Since the collapse of the Soviet Union, however, the victors have cast their achievement primarily as the triumph of freedom and taken to spreading free markets and free politics as the key to universal progress. They have forgotten that justice and equality were equally important concerns for many and that what was discredited was less communism's communitarian ideals than its ability to live up to them. The emergence of a world system dominated by the United States, meanwhile, has raised people's expectations that Washington could correct economic and political injustices if it really wanted to and has ensured that they are angry with it when problems persist, even if actual responsibility rests closer to home.
If the United States fails to train itself on alleviating injustice as much as on expanding freedom, the political-economic order of free-market individualism it promotes will be discredited and U.S. influence will wane.
[Emphasis added]
-- George Perkovich in Giving Justice Its Due, Foreign Affairs Vol 84, Number 4.

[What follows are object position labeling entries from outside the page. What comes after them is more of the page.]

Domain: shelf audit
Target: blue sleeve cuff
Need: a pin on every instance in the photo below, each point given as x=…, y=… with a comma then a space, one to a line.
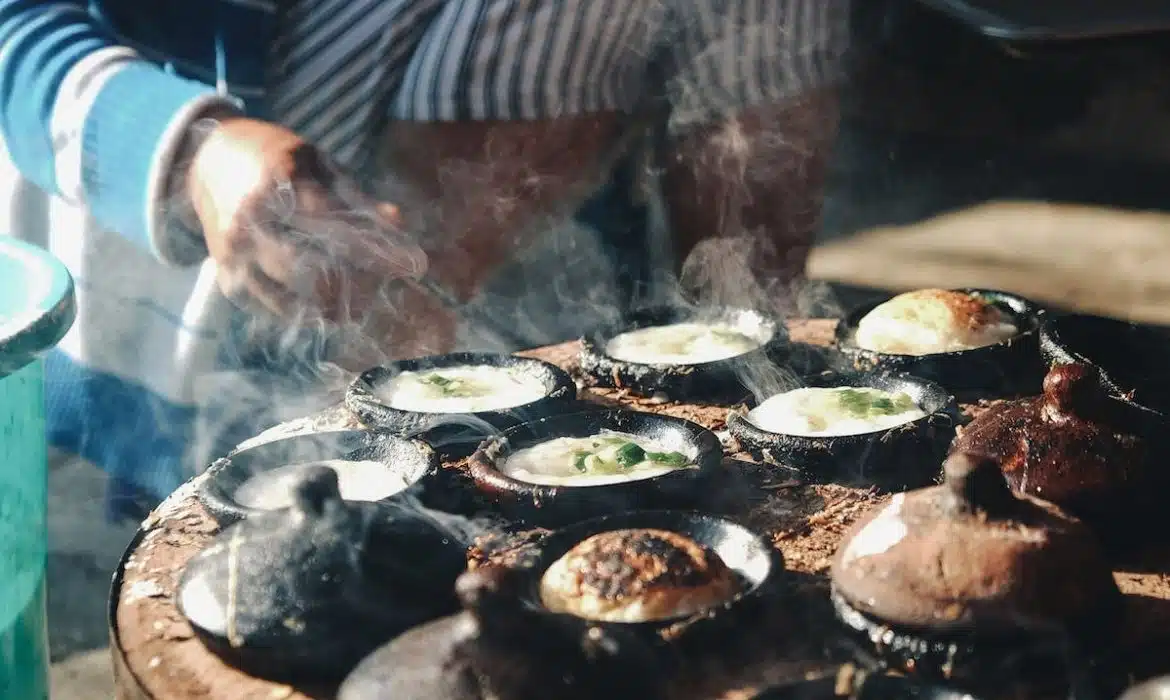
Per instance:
x=131, y=134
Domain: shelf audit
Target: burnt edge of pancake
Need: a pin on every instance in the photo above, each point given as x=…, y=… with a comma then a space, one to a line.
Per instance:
x=625, y=563
x=969, y=308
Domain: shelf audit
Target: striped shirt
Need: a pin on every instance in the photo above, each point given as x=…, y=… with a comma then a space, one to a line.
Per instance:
x=95, y=96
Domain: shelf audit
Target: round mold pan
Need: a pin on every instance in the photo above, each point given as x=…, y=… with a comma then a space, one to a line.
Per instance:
x=411, y=458
x=541, y=505
x=1032, y=658
x=458, y=430
x=720, y=381
x=758, y=565
x=407, y=574
x=1133, y=361
x=902, y=457
x=1007, y=368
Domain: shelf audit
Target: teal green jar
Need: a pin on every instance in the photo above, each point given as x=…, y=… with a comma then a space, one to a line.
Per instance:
x=36, y=308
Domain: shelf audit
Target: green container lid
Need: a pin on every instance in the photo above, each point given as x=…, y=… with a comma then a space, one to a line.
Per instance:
x=36, y=303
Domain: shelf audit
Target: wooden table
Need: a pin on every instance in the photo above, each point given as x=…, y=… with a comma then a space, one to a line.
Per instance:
x=156, y=654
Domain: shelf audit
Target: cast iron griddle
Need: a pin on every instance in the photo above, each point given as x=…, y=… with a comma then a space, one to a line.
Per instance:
x=1058, y=20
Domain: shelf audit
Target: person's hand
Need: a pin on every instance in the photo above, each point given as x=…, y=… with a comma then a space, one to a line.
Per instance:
x=295, y=237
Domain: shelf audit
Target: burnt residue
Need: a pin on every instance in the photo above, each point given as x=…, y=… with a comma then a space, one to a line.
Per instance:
x=700, y=546
x=1009, y=368
x=363, y=398
x=630, y=563
x=902, y=457
x=413, y=459
x=710, y=382
x=977, y=583
x=531, y=503
x=1069, y=446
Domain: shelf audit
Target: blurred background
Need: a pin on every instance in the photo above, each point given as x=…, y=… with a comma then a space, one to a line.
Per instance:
x=1038, y=167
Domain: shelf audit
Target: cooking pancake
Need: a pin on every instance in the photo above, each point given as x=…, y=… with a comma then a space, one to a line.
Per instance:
x=465, y=389
x=605, y=458
x=637, y=576
x=931, y=321
x=682, y=343
x=834, y=411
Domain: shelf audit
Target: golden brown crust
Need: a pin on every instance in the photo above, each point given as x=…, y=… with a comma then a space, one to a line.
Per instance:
x=631, y=563
x=967, y=310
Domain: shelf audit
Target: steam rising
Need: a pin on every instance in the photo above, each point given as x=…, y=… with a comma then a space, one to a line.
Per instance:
x=318, y=267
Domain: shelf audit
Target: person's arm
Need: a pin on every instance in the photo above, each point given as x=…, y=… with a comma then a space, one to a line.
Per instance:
x=90, y=121
x=754, y=123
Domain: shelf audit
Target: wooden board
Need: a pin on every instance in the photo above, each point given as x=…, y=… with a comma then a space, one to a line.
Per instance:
x=156, y=654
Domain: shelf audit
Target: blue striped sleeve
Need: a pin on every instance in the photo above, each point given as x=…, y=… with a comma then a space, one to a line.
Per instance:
x=88, y=119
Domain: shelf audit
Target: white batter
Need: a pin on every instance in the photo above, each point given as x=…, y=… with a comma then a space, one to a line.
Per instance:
x=466, y=389
x=930, y=321
x=598, y=460
x=356, y=480
x=685, y=343
x=833, y=412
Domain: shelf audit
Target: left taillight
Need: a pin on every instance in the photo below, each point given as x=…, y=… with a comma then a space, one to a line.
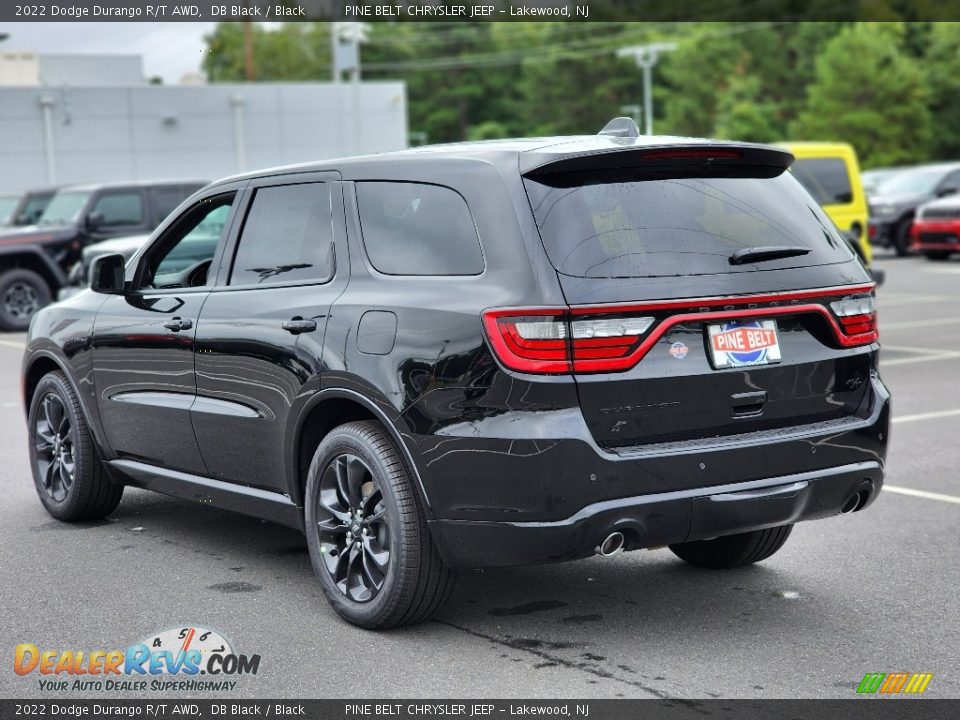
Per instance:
x=550, y=341
x=858, y=319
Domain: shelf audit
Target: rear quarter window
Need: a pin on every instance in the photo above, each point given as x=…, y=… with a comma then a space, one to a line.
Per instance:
x=418, y=229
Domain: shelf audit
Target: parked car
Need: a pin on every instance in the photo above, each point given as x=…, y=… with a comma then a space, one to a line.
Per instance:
x=831, y=174
x=8, y=205
x=493, y=353
x=874, y=178
x=30, y=206
x=936, y=230
x=894, y=205
x=35, y=260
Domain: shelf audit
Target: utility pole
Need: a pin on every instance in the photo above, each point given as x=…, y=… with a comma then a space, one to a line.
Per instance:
x=646, y=56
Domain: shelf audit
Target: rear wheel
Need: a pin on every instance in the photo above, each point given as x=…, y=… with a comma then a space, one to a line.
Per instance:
x=22, y=294
x=733, y=550
x=367, y=532
x=69, y=475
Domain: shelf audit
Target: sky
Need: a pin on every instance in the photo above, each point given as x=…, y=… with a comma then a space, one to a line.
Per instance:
x=169, y=49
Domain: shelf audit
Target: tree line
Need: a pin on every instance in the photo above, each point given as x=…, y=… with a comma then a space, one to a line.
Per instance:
x=891, y=89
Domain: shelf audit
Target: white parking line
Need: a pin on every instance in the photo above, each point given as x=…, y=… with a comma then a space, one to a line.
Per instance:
x=922, y=493
x=926, y=416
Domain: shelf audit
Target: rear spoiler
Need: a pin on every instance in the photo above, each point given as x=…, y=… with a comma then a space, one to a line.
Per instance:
x=627, y=155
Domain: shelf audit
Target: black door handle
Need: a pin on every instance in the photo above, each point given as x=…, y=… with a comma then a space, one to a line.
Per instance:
x=177, y=324
x=298, y=325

Damn straight. Its a great article but sadly the full text is not available freely online - because it goes to discuss the importance of justice rhetoric's in the agenda of terorrists. Its one of the more balanced critiques I have read of the terrorist agenda and its interrelationship with the globalisation of the American market economy. For many, it won't be pretty reading because it confronts some ugly truths - but those ugly truths need to be addressed. You can't win a war if you are unwilling to engage the enemy - and, personally, I think for all their warmongering, the West has largely failed to engage the terrorists. The 'war on terror' isn't a conventional war - its a moral war. To quote verbatim from John Robb: "Victory in 4GW warfare is won in the moral sphere. The aim of 4GW is to destroy the moral bonds that allows the organic whole to exist -- cohesion."